On 13 July 2021, the Federal Economic Competition Commission (COFECE) published in the Federal Official Gazette1 the notice regarding the initiation of an investigation due to possible absolute monopolistic practices allegedly carried out in the market for maritime transportation services in the state of Quintana Roo.
Absolute monopolistic practices are anti-competitive agreements, contracts or arrangements between competing economic agents, whose object or effect is the manipulation of prices, restriction or limitation of supply or demand, division or segmentation of markets, agreement or coordination of bids in auctions, as well as the exchange of information between competitors to carry out any of the aforementioned conducts. These practices can also be referred to as horizontal or cartel practices.
Cartel practices are considered null and void and, consequently, shall not produce any legal effect. If the existence of an absolute monopolistic practice is proven, the responsible economic agents may be fined up to 10% of their annual income (in Mexico). Those who have participated or contributed to a cartel practice may be imprisoned for up to ten years under Mexican criminal law.
- During this investigation process, COFECE may request information and documents from companies that offer products and services related to the market under investigation. In the event a company receives a request for information from COFECE, a response to such request is required, otherwise, the company that fails to comply with the request may be subject to a fine.

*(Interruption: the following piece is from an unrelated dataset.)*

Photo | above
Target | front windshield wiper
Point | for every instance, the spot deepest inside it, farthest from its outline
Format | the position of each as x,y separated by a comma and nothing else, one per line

- COFECE has the authority to conduct dawn raids (unannounced on-site visits to a company’s offices, through which it may request information and/or copy documents related to the market under investigation). In these cases, it is recommended to contact the company’s legal department and seek immediate advice from a lawyer specialized in antitrust matters. Obstruction or failure to comply with orders during a dawn raid may result in fines and/or criminal penalties.
- In some cases, COFECE considers it necessary to summon certain individuals if it presumes that such individuals may have knowledge of the market under investigation. These individuals may include any technical or managerial personnel of companies offering products and services related to the market. In the event COFECE summons any of your employees, it is recommended to consult with an antitrust attorney.
In more detail
- The investigation should not be understood as a judgment, but as an action by the authority to verify compliance with the Federal Mexican Antitrust Law.
The term for this investigation is up to 120 business days, starting 10 December 2021 – the date of the initiation of the investigation, and can be extended up to four times.